I am an Australian natural history writer and photographer. My aim is to encourage people to venture outdoors and enjoy the natural beauty of our planet.
Visit my blog naturallysouthaustralia.com
Published June 19th 2016
The hard packed dirt road north of Blinman to Arkaroola is a little slippery as it has been wet in the outback over the last few weeks. Some of the creeks retain shallow pools from the last deluge and there are numerous birds in the trees that line these ephemeral waterways. I stop the SUV near one promising area and walk slowly along the bank. I am fortunate. A small group of emus are drinking near the edge of the water.
Arkaroola is a long day's drive (700kms) from Adelaide or just a few hours by light plane. If you drive then it is best to make an overnight stop at Wilpena in the southern Flinders Ranges to rest and take in the magnificent vistas. Then; refreshed, take the road to the northern reaches of the ranges and the fascinating world heritage listed area that is the Arkaroola Wilderness Sanctuary. Despite its remote setting, Arkaroola Village has all the facilities that any outback traveller could need. There is a range of accommodation, country style restaurant and bar, fuel and motor repairs, visitor information, defined walking and 4WD trails, helicopter availability and even an astronomical observatory.
After unpacking and with half the day remaining, I decide to explore the walking trails near the village. This rugged country with its amazing geology and diverse assortment of hardy outback wildlife and plants is a natural wonderland. Before too long I have encountered numerous varieties of small outback birds including robins, wrens and finches as well as a magnificent wedge tail eagle that circles high above the surrounding peaks. And with a little patience I am able to get close enough to photograph a female mulga parrot munching on an herbaceous ground cover.
It is late afternoon and the shadows of the peaks are encroaching on the landscape. On the advice of a local I take a short drive to nearby Bararrana Gorge where there is a population of rare yellow footed rock wallabies. These glorious little macropods are most active at sunset and sundown so the timing is ideal though the diminished light conditions are not the best for photography. I catch sight of several animals, one is careening down an almost vertical cliff face using its soft padded feet to grip the surface.

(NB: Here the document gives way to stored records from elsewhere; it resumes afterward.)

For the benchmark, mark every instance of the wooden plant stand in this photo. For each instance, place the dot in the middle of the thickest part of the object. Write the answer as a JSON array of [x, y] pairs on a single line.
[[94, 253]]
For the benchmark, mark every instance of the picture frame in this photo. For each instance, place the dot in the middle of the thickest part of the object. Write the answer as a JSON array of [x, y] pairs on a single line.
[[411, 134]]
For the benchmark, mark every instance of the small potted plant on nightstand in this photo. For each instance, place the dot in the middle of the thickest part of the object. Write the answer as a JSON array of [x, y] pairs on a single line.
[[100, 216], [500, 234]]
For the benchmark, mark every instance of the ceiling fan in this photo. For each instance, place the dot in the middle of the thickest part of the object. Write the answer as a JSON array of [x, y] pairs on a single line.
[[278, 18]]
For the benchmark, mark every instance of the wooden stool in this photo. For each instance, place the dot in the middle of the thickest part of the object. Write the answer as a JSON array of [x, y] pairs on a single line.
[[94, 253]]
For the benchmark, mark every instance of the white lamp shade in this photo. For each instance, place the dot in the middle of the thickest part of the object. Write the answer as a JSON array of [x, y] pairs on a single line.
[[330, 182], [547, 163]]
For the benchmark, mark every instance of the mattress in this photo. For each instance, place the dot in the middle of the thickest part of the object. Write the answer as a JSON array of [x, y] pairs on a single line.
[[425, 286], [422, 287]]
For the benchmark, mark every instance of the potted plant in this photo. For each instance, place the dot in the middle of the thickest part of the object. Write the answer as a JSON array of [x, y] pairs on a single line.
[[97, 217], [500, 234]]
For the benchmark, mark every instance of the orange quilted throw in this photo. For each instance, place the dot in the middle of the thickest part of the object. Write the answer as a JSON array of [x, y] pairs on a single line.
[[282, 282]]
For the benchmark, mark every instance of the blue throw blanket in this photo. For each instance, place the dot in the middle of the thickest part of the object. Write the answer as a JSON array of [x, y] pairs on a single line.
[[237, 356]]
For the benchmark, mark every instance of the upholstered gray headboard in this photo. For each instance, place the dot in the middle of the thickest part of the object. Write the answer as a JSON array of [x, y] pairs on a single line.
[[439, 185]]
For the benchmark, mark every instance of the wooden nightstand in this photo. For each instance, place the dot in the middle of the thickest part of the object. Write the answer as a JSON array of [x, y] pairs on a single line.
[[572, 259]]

The next morning I start with a hearty breakfast at the local restaurant which has a shearer's shed/outback barn feeling. It is a wonderful venue for meeting other travellers and swap stories about the journey so far and what is planned for the days ahead.
Leaving the village, I set off in my SUV on the Paralana Springs trail; a rugged, unsealed 28 km track that leads to a hot springs region heated by radioactive elements in the local rock formations. Along the way I stop at an ochre deposit located in the bank of a stony creek bed which was an important resource for the Adnyamathanha people. They inhabited this area for tens of thousands of years prior to European settlement and used the ochre in ceremonies and to trade with other Aboriginal groups.

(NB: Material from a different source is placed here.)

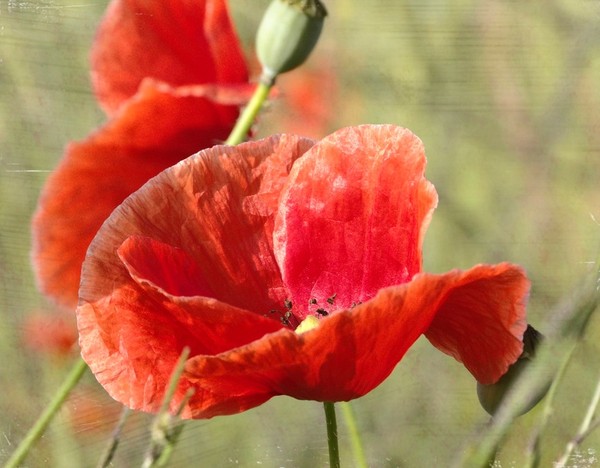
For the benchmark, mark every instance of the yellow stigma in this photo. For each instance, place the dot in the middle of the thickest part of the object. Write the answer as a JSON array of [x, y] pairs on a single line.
[[307, 324]]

I spend the next hour wandering along the creek enjoying the wildlife. There are cockatoos and crows in the trees and smaller birds and insects chirp and buzz in the undergrowth. In one stony area alongside the trail there is a wonderful growth of Sturt desert pea, the state's floral emblem.
From the creek I push on further up the trail towards Paralana. Unfortunately, a spiky piece of tree branch punches a hole in one of my tyres. After changing the tyre I decide to return to the village for repairs. Even though the trail is well used, travelling in the outback without a spare, adequate water or letting someone know your plans, is foolhardy. Tomorrow I will return here or perhaps try another off road track. Whichever option I choose I know that Arkaroola's harsh outback terrain will provide many more exciting experiences.
I may be mistaken Barry, but having been to Arkaroola twice and camped there and also Chambers Gorge(a place we do not hear about too often..although it is fab. gorge) , I have a feeling the wild desert pea photo was not taken at Arkaroola,but in Chambers Gorge.The peak in the background looks very much like Mt.Chambers to me.